D.G.– Je ne pense pas que des attaques terroristes, même de grande envergure, puissent changer grand chose au processus de mondialisation. Je constate, cependant, que nous sommes en plein dedans: d’une part, les organisations terroristes collaborent à ‘échelle mondiale (IRA Irlande avec les FARC Colombie, ETA basque avec IRA, etc.) et celles de la nébuleuse intégriste islamique sont implantées, semble-t-il, dans 60 pays. D’autre part, une attaque comme celle contre les cibles à New York et à Washington est impensable sans la maîtrise des outils techniques de la mondialisation (notamment l’Internet) et la connaissance des failles des sociétés ouvertes, elles-mêmes un produit de la mondialisation. Quant à la répression au service du capital transnational elle est aussi mondialisée, et depuis longtemps. D’autre part, et heureusement, une conception commune des droits humains et de l’Etat de droit commence aussi à se mondialiser: les tribunaux qui se mettent en place pour juger les crimes contre l’humanité, en ex-Yougoslavie, au Rwanda, au Cambodge, peut-être sur le plan mondial, en sont un signe.
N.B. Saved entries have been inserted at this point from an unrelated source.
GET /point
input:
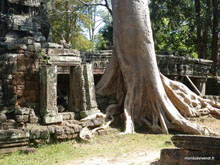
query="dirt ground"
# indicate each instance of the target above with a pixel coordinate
(142, 157)
(137, 158)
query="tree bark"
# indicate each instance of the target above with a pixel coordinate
(206, 31)
(199, 27)
(147, 97)
(215, 31)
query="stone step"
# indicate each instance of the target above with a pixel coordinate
(9, 150)
(13, 134)
(195, 142)
(188, 157)
(14, 144)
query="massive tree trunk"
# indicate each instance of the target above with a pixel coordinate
(146, 96)
(215, 33)
(199, 27)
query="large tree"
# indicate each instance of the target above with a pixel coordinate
(146, 96)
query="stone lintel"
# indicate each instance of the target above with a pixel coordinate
(63, 52)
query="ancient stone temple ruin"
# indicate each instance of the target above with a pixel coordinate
(34, 74)
(44, 84)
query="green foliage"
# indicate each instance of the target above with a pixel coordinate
(104, 39)
(68, 20)
(173, 26)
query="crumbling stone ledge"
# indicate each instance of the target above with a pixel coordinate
(18, 139)
(192, 150)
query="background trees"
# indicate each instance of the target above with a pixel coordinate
(187, 27)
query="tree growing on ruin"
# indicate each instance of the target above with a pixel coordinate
(145, 95)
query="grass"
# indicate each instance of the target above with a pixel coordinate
(111, 145)
(208, 122)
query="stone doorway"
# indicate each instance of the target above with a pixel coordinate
(63, 92)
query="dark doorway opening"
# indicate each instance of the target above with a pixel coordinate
(63, 88)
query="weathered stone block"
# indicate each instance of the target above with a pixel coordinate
(21, 58)
(35, 133)
(22, 118)
(33, 119)
(20, 81)
(20, 92)
(49, 119)
(195, 142)
(22, 111)
(21, 66)
(188, 157)
(20, 87)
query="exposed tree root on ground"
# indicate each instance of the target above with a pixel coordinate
(146, 97)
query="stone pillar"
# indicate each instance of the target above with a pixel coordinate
(48, 95)
(82, 91)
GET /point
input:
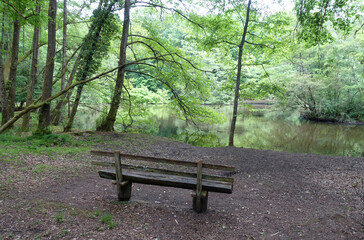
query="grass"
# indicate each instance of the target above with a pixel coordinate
(108, 219)
(13, 144)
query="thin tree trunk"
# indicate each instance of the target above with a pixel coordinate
(3, 98)
(74, 109)
(237, 87)
(66, 97)
(108, 123)
(33, 71)
(88, 59)
(13, 68)
(44, 113)
(58, 108)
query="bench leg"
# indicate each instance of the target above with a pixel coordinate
(124, 191)
(202, 205)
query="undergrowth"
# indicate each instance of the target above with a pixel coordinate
(12, 144)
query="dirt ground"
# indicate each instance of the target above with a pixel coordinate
(277, 195)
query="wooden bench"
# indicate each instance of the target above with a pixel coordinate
(191, 178)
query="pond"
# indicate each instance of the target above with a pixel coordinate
(254, 131)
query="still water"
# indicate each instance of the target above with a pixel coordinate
(255, 131)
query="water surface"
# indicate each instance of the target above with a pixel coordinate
(255, 131)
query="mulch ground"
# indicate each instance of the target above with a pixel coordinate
(277, 195)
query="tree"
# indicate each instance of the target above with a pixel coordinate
(314, 16)
(3, 98)
(57, 110)
(238, 76)
(34, 69)
(108, 123)
(94, 46)
(13, 68)
(44, 113)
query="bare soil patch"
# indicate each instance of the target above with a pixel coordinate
(277, 195)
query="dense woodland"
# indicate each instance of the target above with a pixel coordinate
(121, 56)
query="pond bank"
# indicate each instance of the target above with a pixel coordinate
(277, 195)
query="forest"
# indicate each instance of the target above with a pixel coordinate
(260, 103)
(121, 57)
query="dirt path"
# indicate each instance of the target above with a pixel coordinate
(276, 196)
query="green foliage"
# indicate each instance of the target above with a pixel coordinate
(13, 144)
(96, 43)
(328, 83)
(316, 18)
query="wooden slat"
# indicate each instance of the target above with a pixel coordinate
(165, 160)
(199, 186)
(168, 180)
(164, 171)
(119, 174)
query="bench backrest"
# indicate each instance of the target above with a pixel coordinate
(199, 165)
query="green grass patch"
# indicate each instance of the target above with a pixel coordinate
(108, 219)
(13, 144)
(40, 168)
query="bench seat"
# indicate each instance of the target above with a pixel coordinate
(167, 180)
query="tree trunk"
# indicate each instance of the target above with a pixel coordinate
(44, 113)
(33, 71)
(237, 87)
(108, 122)
(58, 108)
(88, 59)
(74, 109)
(13, 68)
(3, 98)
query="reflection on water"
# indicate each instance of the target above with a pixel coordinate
(258, 132)
(263, 133)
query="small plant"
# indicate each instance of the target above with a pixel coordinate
(41, 168)
(97, 213)
(59, 217)
(108, 218)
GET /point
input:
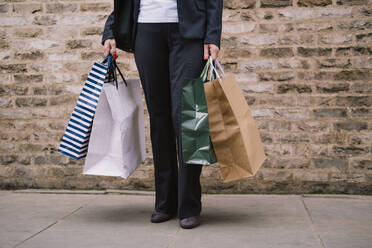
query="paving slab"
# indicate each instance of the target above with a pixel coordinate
(342, 223)
(22, 216)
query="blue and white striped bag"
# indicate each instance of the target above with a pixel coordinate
(75, 140)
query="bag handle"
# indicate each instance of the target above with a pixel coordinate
(112, 66)
(213, 69)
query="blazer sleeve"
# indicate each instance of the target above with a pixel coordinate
(214, 22)
(108, 32)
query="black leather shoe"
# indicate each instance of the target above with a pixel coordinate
(190, 222)
(158, 217)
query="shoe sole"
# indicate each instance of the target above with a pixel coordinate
(189, 227)
(161, 220)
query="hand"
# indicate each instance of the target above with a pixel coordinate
(109, 47)
(211, 49)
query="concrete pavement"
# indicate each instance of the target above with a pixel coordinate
(105, 219)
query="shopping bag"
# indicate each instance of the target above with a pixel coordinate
(75, 140)
(196, 144)
(117, 141)
(233, 130)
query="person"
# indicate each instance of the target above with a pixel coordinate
(173, 40)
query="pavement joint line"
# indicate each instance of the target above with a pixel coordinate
(152, 193)
(172, 238)
(312, 224)
(54, 223)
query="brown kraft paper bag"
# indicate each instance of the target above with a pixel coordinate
(233, 130)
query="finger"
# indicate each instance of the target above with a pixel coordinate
(206, 51)
(106, 49)
(213, 54)
(113, 47)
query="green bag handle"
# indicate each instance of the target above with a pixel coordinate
(204, 74)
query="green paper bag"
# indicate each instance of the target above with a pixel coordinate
(196, 143)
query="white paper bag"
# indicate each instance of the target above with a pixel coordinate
(117, 141)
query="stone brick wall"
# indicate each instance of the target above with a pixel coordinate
(304, 65)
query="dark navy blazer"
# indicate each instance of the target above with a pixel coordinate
(198, 19)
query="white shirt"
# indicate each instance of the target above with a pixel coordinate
(158, 11)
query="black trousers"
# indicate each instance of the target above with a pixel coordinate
(164, 59)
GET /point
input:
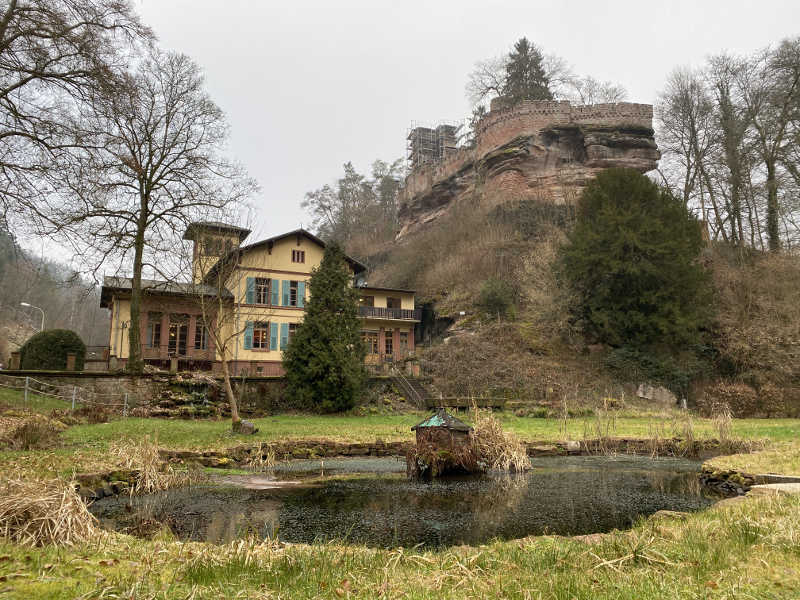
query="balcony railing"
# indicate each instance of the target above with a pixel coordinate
(164, 353)
(404, 314)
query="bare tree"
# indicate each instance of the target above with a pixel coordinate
(157, 161)
(770, 85)
(588, 90)
(52, 54)
(486, 80)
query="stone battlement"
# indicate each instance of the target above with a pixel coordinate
(502, 125)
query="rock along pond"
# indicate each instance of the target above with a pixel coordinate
(369, 501)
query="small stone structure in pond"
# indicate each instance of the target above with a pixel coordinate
(444, 446)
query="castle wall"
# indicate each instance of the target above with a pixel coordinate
(501, 126)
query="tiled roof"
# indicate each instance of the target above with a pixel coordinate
(442, 419)
(155, 286)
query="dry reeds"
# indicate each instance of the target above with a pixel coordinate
(38, 512)
(153, 474)
(497, 449)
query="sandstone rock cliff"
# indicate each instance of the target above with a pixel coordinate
(543, 150)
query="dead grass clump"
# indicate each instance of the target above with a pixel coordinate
(94, 413)
(262, 459)
(153, 474)
(29, 432)
(497, 449)
(39, 512)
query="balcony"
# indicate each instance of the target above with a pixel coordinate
(163, 352)
(392, 314)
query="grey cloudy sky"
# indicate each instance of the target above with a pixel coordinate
(308, 86)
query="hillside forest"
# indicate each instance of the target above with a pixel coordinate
(729, 133)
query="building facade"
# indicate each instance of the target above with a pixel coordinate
(261, 290)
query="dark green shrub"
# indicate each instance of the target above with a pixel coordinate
(740, 398)
(47, 350)
(496, 298)
(324, 361)
(673, 372)
(632, 261)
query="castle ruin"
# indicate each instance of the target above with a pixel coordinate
(546, 150)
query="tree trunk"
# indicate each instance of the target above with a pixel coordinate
(773, 233)
(235, 418)
(135, 362)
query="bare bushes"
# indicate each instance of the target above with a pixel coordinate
(153, 474)
(758, 313)
(745, 401)
(37, 512)
(496, 449)
(472, 363)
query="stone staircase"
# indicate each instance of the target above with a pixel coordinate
(415, 391)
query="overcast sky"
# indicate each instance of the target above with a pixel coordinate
(308, 86)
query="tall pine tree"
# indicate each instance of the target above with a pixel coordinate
(324, 361)
(526, 78)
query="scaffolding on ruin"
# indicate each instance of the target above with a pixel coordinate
(428, 144)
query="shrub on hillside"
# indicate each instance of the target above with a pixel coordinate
(324, 361)
(496, 298)
(47, 350)
(741, 399)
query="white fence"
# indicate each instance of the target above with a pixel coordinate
(73, 396)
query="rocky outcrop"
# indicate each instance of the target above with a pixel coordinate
(542, 150)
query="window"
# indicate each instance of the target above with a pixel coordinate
(212, 246)
(389, 343)
(153, 330)
(261, 335)
(178, 332)
(262, 291)
(403, 342)
(370, 339)
(200, 335)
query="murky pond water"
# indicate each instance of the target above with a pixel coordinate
(369, 501)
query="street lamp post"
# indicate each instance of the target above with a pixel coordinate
(37, 308)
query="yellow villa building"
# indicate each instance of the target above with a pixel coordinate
(264, 294)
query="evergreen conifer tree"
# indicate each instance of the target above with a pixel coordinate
(324, 361)
(632, 258)
(525, 75)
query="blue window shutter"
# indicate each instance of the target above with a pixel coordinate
(284, 335)
(248, 335)
(250, 296)
(273, 336)
(276, 292)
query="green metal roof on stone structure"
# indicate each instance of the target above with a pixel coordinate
(442, 419)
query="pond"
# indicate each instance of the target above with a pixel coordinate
(370, 501)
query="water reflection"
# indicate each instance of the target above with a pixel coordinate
(560, 495)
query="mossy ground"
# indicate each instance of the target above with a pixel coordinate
(750, 549)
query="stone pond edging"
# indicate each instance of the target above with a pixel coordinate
(98, 485)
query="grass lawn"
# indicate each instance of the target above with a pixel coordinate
(750, 549)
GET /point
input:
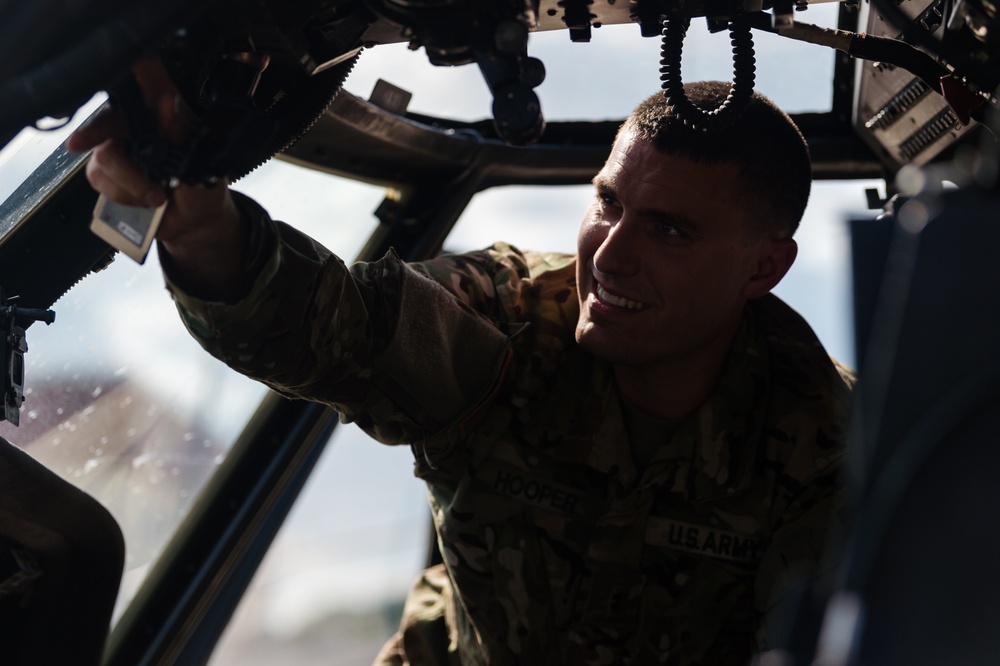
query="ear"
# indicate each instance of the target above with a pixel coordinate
(776, 257)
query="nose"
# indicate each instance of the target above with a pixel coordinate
(619, 252)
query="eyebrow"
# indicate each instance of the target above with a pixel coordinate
(688, 224)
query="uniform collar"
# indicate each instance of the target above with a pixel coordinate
(711, 453)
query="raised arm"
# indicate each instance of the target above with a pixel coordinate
(202, 232)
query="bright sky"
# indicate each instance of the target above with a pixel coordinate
(603, 79)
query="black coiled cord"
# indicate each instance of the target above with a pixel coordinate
(744, 73)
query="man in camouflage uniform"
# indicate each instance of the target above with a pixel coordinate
(629, 453)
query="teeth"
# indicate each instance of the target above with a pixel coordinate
(618, 300)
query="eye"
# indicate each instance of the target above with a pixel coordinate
(669, 229)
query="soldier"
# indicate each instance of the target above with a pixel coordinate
(629, 452)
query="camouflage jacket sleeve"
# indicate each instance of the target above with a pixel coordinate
(401, 350)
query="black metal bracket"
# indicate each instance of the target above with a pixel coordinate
(13, 345)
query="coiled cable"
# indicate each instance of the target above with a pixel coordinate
(744, 74)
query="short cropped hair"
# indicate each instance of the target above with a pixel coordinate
(775, 171)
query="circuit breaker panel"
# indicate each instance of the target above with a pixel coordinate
(896, 112)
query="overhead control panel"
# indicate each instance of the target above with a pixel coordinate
(899, 114)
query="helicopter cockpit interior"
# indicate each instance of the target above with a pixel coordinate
(911, 102)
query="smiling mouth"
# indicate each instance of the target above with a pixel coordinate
(618, 301)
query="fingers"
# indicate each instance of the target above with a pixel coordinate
(112, 172)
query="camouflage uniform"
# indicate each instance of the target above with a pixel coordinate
(557, 548)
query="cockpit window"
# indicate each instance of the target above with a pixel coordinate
(122, 403)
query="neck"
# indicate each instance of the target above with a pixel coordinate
(673, 389)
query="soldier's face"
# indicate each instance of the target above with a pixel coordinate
(664, 261)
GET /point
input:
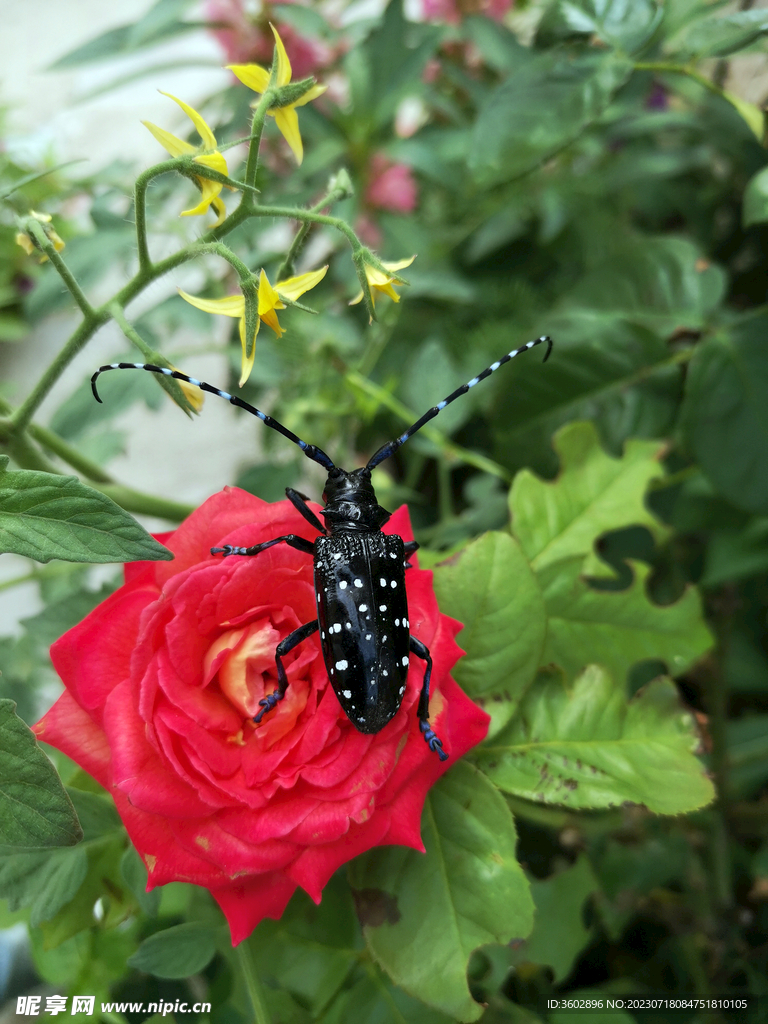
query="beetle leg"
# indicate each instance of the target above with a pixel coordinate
(291, 641)
(434, 743)
(299, 502)
(290, 539)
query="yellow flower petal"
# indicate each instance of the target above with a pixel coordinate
(230, 305)
(210, 190)
(398, 264)
(25, 242)
(209, 142)
(310, 94)
(176, 146)
(218, 206)
(213, 160)
(268, 298)
(287, 121)
(247, 361)
(254, 76)
(270, 318)
(284, 64)
(292, 288)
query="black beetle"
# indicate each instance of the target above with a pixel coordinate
(359, 576)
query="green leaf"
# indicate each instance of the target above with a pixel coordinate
(176, 952)
(587, 747)
(736, 554)
(593, 494)
(309, 951)
(617, 629)
(35, 810)
(539, 110)
(626, 26)
(725, 415)
(492, 589)
(467, 891)
(559, 934)
(43, 882)
(134, 876)
(46, 516)
(755, 204)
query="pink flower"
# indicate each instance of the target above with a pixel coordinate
(454, 10)
(246, 39)
(391, 185)
(163, 680)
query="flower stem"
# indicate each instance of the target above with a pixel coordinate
(85, 330)
(252, 982)
(287, 266)
(257, 127)
(403, 413)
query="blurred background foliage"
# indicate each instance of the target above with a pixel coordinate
(587, 169)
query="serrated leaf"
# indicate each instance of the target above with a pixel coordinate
(35, 810)
(46, 516)
(492, 589)
(467, 891)
(755, 205)
(593, 494)
(43, 882)
(617, 629)
(659, 283)
(725, 415)
(627, 25)
(587, 747)
(176, 952)
(717, 37)
(559, 933)
(542, 105)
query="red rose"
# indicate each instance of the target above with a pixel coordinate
(163, 680)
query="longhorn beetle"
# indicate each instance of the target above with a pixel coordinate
(359, 576)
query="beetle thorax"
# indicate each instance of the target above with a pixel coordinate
(350, 503)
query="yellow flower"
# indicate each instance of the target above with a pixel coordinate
(269, 301)
(257, 78)
(208, 156)
(379, 282)
(24, 240)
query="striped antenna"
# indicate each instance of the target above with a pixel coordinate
(310, 451)
(391, 446)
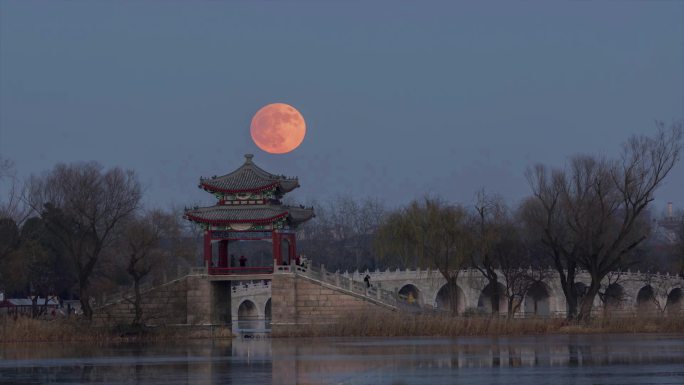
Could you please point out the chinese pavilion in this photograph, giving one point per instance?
(249, 207)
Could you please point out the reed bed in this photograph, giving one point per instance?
(401, 325)
(26, 329)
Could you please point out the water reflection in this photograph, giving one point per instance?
(534, 359)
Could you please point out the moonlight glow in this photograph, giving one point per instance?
(278, 128)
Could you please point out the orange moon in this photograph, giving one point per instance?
(278, 128)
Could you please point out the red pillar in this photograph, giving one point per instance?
(293, 248)
(276, 248)
(223, 253)
(207, 248)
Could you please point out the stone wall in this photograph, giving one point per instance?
(297, 300)
(165, 304)
(191, 300)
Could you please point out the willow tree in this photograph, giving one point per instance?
(592, 214)
(428, 234)
(82, 206)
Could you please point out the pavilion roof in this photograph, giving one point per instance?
(260, 214)
(248, 178)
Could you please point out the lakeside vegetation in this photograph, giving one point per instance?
(372, 324)
(27, 329)
(378, 324)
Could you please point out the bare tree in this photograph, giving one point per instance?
(434, 233)
(141, 245)
(489, 226)
(341, 234)
(592, 214)
(82, 205)
(11, 203)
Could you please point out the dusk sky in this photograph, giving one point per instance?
(401, 99)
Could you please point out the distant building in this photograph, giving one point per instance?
(668, 227)
(15, 306)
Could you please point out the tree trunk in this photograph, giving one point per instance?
(452, 289)
(494, 298)
(137, 304)
(588, 302)
(85, 300)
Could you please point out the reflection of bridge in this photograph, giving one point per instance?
(294, 296)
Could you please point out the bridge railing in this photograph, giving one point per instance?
(250, 287)
(347, 283)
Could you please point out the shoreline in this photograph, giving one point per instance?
(27, 330)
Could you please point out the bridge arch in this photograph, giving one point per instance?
(484, 303)
(537, 300)
(443, 299)
(248, 315)
(646, 301)
(675, 301)
(410, 293)
(614, 297)
(267, 310)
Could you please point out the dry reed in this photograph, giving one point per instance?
(25, 329)
(382, 324)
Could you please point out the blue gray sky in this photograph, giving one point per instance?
(401, 99)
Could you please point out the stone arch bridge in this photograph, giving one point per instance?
(293, 295)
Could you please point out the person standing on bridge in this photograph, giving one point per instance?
(367, 280)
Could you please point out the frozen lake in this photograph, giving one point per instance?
(557, 359)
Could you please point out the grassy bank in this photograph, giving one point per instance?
(399, 325)
(361, 325)
(24, 329)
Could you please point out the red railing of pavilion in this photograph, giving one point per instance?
(240, 270)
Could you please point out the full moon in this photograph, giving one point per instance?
(278, 128)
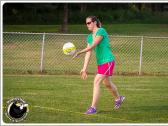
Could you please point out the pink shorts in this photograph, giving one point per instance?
(106, 69)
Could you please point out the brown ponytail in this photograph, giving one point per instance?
(94, 18)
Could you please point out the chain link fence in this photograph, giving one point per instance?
(42, 53)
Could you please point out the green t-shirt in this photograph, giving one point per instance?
(103, 49)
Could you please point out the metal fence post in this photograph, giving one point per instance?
(140, 62)
(42, 53)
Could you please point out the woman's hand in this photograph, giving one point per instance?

Le problème du mouvement ouvrier, qui n’est pas nouveau, c’est que nous devons nous battre sur plusieurs fronts: d’une part, nous sommes une force d’opposition qui doit obtenir un changement fondamental de société dans le sens de la justice et de la liberté pour tous, et nous devons le rester; d’autre part, nous devons nous battre contre les forces autoritaires, multiformes au cours de l’histoire (frange terroriste de l’anarchisme, staliniens, intégristes) qui contestent le même ordre social mais avec des moyens différents, inacceptables pour nous, qui aboutissent forcément à des résultats différents, puisque les moyens déterminent la fin. Comme toujours, le terrorisme renforce les tendances les plus réactionnaires des sociétés où il se manifeste. Il s’agit pour nous de garder la tête froide, de lutter avec les armes de la démocratie qui nous sont propres, et de ne pas céder aux intégrismes, quels qu’ils soient.